Could more efficient photosynthesis help feed the world?
Researchers find a way to tweak carbon fixation rates to achieve higher crop yields.
November 28, 2016

When plant leaves absorb too much sunlight, a mechanism kicks in that releases the excess energy as heat, rather than photosynthesizing it. While it prevents leaf damage, sometimes it is too much of a good thing. That’s because once a cloud moves in or another leaf casts a shadow, there is a lag time before photosynthesis ramps up again. This lag time can rob crops of 20 percent of their full potential in terms of yield.

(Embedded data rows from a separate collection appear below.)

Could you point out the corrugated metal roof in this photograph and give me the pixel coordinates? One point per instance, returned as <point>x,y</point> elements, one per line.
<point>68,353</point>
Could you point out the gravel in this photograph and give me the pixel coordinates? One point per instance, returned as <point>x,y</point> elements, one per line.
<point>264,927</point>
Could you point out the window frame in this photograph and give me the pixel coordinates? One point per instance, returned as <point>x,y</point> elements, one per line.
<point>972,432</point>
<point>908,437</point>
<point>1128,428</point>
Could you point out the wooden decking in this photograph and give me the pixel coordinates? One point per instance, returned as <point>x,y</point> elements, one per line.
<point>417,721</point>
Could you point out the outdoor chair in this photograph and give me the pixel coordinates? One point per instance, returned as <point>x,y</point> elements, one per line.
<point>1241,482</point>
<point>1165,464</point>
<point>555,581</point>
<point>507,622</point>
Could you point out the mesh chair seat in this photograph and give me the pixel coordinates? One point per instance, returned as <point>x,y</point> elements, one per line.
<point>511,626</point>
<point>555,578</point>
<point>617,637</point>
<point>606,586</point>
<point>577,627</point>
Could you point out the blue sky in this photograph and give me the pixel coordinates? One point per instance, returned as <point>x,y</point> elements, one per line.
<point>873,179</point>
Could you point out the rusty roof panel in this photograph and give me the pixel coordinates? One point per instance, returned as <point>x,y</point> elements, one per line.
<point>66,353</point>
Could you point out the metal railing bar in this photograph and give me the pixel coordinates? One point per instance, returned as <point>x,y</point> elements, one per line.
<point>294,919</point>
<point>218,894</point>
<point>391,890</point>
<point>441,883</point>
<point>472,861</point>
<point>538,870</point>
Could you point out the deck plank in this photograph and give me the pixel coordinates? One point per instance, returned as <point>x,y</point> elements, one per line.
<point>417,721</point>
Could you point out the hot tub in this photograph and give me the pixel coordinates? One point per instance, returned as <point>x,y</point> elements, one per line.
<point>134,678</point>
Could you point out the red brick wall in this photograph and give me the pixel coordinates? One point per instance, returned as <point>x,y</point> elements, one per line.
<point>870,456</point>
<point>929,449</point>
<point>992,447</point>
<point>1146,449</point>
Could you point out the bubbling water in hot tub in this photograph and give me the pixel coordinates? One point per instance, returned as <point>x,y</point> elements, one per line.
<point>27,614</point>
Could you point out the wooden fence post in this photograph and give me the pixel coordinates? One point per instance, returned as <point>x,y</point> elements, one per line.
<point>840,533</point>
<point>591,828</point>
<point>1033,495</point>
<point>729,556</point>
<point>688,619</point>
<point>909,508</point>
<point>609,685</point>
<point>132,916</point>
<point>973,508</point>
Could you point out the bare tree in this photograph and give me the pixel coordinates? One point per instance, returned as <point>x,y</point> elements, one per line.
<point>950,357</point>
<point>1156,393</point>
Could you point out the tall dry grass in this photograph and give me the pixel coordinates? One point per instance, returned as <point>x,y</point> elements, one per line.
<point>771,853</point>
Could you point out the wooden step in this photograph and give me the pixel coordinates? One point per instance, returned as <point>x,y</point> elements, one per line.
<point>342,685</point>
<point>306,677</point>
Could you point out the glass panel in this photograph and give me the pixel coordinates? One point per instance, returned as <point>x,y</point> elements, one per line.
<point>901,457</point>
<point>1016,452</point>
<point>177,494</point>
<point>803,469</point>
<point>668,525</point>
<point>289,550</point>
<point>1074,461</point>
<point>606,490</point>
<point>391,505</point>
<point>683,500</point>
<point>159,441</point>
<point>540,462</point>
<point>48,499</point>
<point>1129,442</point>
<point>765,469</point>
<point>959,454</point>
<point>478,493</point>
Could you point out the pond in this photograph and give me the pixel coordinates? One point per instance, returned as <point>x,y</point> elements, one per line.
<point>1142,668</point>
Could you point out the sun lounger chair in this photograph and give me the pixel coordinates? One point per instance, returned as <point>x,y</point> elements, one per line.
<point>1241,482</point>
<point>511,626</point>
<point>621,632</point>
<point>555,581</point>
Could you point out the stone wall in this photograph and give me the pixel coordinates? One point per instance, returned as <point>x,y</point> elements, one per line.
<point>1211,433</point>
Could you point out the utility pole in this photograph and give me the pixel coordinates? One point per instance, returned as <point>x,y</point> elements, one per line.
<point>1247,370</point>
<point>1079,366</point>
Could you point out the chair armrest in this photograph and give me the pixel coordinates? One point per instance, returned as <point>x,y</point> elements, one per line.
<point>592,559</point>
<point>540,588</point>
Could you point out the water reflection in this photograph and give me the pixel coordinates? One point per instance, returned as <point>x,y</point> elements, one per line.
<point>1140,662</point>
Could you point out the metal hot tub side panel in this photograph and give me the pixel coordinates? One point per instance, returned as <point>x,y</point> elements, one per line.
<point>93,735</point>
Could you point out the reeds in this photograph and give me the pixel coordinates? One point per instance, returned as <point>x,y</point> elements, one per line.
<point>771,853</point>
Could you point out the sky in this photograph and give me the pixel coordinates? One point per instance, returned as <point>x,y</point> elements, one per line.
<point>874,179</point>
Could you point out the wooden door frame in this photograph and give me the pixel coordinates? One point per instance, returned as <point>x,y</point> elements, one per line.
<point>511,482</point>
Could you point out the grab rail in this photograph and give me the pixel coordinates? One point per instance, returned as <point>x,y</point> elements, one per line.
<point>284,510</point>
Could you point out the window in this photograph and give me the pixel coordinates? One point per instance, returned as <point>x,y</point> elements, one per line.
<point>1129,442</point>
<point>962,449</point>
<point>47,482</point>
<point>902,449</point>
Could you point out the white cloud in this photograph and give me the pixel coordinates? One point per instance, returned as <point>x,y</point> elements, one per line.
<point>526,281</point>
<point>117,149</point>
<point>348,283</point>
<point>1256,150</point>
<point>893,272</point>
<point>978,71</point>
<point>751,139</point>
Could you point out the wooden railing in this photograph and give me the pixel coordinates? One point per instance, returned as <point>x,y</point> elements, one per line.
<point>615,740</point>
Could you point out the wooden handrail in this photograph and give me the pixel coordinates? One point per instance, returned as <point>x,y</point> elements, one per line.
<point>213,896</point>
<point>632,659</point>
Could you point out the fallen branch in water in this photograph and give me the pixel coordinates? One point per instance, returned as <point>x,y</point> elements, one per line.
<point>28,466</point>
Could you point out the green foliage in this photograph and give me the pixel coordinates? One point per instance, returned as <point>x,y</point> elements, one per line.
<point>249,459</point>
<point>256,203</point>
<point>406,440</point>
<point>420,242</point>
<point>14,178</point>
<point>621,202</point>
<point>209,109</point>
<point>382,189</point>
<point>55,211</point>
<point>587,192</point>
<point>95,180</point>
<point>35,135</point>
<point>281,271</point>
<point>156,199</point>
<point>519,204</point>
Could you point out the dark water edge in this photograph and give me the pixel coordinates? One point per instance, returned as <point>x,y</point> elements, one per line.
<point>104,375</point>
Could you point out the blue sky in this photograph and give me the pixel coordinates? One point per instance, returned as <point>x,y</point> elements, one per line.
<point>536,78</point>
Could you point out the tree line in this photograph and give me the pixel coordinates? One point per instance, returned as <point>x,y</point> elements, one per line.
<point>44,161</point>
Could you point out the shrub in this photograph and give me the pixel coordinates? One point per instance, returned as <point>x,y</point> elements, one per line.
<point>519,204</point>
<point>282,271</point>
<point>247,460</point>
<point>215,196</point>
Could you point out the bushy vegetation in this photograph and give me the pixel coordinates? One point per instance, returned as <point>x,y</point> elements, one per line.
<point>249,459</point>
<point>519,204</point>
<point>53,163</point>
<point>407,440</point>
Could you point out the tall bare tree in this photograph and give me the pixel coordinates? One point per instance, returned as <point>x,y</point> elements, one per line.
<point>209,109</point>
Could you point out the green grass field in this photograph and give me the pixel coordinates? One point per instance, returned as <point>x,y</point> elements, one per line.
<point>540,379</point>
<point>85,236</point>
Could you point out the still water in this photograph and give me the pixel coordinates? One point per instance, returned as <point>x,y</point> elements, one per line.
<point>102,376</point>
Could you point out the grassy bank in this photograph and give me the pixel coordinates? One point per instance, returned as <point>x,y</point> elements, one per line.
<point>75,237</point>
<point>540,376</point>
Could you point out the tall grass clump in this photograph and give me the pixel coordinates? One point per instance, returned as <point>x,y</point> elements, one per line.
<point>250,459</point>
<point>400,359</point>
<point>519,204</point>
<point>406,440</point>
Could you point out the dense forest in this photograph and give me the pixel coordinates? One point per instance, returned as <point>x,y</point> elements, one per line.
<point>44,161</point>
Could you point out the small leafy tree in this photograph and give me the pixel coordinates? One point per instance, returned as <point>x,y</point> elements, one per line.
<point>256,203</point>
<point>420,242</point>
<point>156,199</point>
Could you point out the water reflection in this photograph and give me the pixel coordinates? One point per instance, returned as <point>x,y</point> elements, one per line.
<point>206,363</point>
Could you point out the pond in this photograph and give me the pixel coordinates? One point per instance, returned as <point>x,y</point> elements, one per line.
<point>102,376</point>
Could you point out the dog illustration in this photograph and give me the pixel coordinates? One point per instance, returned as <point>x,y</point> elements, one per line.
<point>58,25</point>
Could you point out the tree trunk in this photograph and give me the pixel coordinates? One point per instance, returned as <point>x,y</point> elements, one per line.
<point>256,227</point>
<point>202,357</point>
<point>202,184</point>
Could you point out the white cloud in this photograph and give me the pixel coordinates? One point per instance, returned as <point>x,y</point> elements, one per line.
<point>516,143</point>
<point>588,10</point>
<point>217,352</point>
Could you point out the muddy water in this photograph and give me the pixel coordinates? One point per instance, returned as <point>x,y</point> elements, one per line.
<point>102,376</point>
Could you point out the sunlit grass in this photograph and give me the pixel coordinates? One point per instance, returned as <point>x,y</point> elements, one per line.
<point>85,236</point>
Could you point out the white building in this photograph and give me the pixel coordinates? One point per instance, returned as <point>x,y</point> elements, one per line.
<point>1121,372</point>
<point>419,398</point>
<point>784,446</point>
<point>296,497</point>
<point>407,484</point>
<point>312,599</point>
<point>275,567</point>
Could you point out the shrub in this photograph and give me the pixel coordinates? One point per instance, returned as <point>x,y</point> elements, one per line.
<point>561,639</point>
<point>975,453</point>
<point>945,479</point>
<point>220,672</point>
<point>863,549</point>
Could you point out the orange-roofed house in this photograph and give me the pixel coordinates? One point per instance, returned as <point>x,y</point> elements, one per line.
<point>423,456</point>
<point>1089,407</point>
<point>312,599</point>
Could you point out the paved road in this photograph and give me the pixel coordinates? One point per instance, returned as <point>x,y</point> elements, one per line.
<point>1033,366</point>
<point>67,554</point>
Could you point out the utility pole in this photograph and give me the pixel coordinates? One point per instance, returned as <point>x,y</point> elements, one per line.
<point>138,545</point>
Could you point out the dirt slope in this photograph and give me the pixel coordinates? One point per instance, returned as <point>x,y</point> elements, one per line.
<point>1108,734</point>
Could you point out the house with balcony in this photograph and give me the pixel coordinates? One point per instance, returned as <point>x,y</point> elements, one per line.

Using genetic engineering, a group of researchers recently discovered how to reduce this lag and acheive an increase in yield. The discovery was made with tobacco plants (they are easy to work with), but the idea is to apply the technology to food crops to help meet growing food demand.

“Because the photoprotective mechanism that has been altered is common to all flowering plants and crops, the findings provide proof of concept for a route to obtaining a sustainable increase in productivity for food crops and a much-needed yield jump,” the authors concluded.

For the study, which was published recently in Science, the researchers modified a tobacco plant with genes that boost the naturally occurring levels of three key proteins involved in the response to different light levels. They then selected the most promising plants and ran experiments in which they abruptly changed light intensity. They compared the response of the genetically engineered plants to a wild type tobacco plant. They also ran field trials to see whether cutting this lag time resulted in bigger yields.

The experiments revealed that the genetically modified plants fixed CO2 at a rate 9 percent greater than the control. This increased efficiency translated into a 14 to 20 percent greater dried plant weight as compared to the control. The experimental plants were also taller and had bigger leaves. The results were similar in greenhouse conditions.

Discover more:  In terms of carbon, is this glass of milk half full or half empty?

The researchers are now working to achieve the same results with food crops, but say that it could be two decades before the technology would be available to farmers. If it works, by expanding on this new frontier in science, they might be able to curb the expansion of the agricultural frontier.